Did you know that Play Studies is a) a thing and b) a thing that very smart professors at very prestigious universities research and teach?
I’m guessing you don’t have a Play Studies class in your school—recess or gym, maybe, but not Play Studies.
Right now, you probably study just a handful of academic subjects in school—things like history, science, or math. Those are all really broad topics. The farther along you progress through school, the more specialized those subjects will become.
High school students don’t just study math, for instance. They study geometry, algebra, and calculus. College students don’t just study geometry, algebra, and calculus. They study things like differential geometry, algebraic number theory, and stochastic calculus. Then, once someone has gone to graduate school and decided to devote their entire life to a very specific academic subject, they might start start studying a really, really specialized topic.
One of those specialized topics is Play Studies.
What is Play Studies? Play Studies starts with the idea that play plays an important role in individual and societal development. From that starting point, it ventures into every academic subject under the sun. You’ll find its specialists within a colleges’s sociology department, history department, education department, psychology department, and more.

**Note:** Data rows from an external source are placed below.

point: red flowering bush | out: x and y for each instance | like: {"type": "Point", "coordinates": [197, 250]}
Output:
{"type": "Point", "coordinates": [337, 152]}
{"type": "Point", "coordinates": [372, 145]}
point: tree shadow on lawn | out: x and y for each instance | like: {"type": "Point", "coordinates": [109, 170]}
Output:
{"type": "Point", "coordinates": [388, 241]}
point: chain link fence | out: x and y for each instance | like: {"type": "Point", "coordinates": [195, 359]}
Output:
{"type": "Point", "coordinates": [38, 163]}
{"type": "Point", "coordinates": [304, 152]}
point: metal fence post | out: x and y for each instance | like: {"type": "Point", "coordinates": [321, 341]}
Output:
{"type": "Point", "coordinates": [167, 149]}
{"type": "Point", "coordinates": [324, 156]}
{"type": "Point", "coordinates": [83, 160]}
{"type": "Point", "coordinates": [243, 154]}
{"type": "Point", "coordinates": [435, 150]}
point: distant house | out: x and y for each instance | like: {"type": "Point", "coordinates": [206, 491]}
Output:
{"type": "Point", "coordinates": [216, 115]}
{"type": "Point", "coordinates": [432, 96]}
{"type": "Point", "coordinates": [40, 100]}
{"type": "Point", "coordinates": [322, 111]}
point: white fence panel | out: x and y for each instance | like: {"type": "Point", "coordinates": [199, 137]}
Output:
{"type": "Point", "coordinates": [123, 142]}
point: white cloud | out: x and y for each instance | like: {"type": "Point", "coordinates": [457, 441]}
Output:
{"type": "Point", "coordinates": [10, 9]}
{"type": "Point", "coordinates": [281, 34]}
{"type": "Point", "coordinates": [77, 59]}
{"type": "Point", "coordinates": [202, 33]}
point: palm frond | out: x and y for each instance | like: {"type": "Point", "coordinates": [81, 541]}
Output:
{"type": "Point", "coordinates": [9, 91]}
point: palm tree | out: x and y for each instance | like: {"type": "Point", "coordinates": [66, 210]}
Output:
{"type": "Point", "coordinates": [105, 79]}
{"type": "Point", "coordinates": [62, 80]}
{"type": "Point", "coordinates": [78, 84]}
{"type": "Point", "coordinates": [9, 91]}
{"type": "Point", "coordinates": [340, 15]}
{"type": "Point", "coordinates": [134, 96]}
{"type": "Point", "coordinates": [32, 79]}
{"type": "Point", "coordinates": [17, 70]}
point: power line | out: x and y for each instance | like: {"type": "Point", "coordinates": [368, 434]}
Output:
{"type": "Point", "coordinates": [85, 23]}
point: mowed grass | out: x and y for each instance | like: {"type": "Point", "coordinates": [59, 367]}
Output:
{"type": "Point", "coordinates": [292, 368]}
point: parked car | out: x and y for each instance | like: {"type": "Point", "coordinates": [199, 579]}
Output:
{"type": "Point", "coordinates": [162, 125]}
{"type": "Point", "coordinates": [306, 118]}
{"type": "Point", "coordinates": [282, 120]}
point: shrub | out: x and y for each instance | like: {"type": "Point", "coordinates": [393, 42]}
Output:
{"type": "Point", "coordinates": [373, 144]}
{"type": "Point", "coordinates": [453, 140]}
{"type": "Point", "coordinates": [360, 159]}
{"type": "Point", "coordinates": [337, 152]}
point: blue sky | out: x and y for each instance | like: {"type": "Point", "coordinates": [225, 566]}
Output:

The papers within a very serious publication called the American Journal of Play tackle some not-so-playful topics:
- In a paper called “Play, ADHD, and the Construction of the Social Brain,” a famed neuroscientist argues that decreased opportunities for natural play have contributed to a growth of ADHD diagnoses.
- In a paper called “Worlding through Play,” a team of professors of English, Pediatrics, and Design describe a project they undertook in 2013. With funding from the National Science Foundation, they created an alternate reality game (ARG). Their intention: teach kids on the South Side of Chicago about STEM, literacy, and social justice by having them play immersive games.
- In a paper called “Cognitive Processes Underlying Play and Pretend Play: A Comparative Cross-Species Study on Degrees of Memory, Perception, Imagination, and Consciousness,” a professor of Arts and Cognition uses evolutionary theory to examine the brain processes that help us play and determine how they differ in humans and nonhuman animals.
- In a paper called “Play as a Foundation for Hunter-Gatherer Social Existence,” an evolutionary psychologist argues that hunter-gatherer groups could not have achieved their egalitarian societies without an openness to play. Play produced the unity that they depended on for survival.
The origins of play studies as an academic discipline stretch back nearly 100 years, with the publication of the Dutch historian Johan Huizinga’s book Homo Ludens. That’s Latin for “Playing Man.” Huizinga devotes hundreds of pages to the idea that play is not just the trivial pursuit of children who don’t have anything better to do. Rather, he says, play is a key part of all human culture, and it is something that has, to the detriment of us all, declined in the modern world. Since Huizinga, hundreds of scholars have tried to home in on a definition and meaning of play.
Not least among all those scholars who write about the concept of play are people who study education. Two of them, Pasi Sahlberg and William Doyle, wrote a book called Let the Children Play, in which they say that the absence of free play and the insistence on structure and uniform standards are ruining schools, especially in America. “The death of recess,” they say, “is an “American tragedy.”
We devoted last month’s issue to a fun scavenger hunt—and this month’s issue to that scavenger hunt’s very fun results!
Why?
Because the transition to online learning during the ongoing pandemic has been challenging for many families. Those families might benefit from remembering that play is fundamental to being human. Play doesn’t have to be a diversion from learning. Play can be learning, and learning can be play.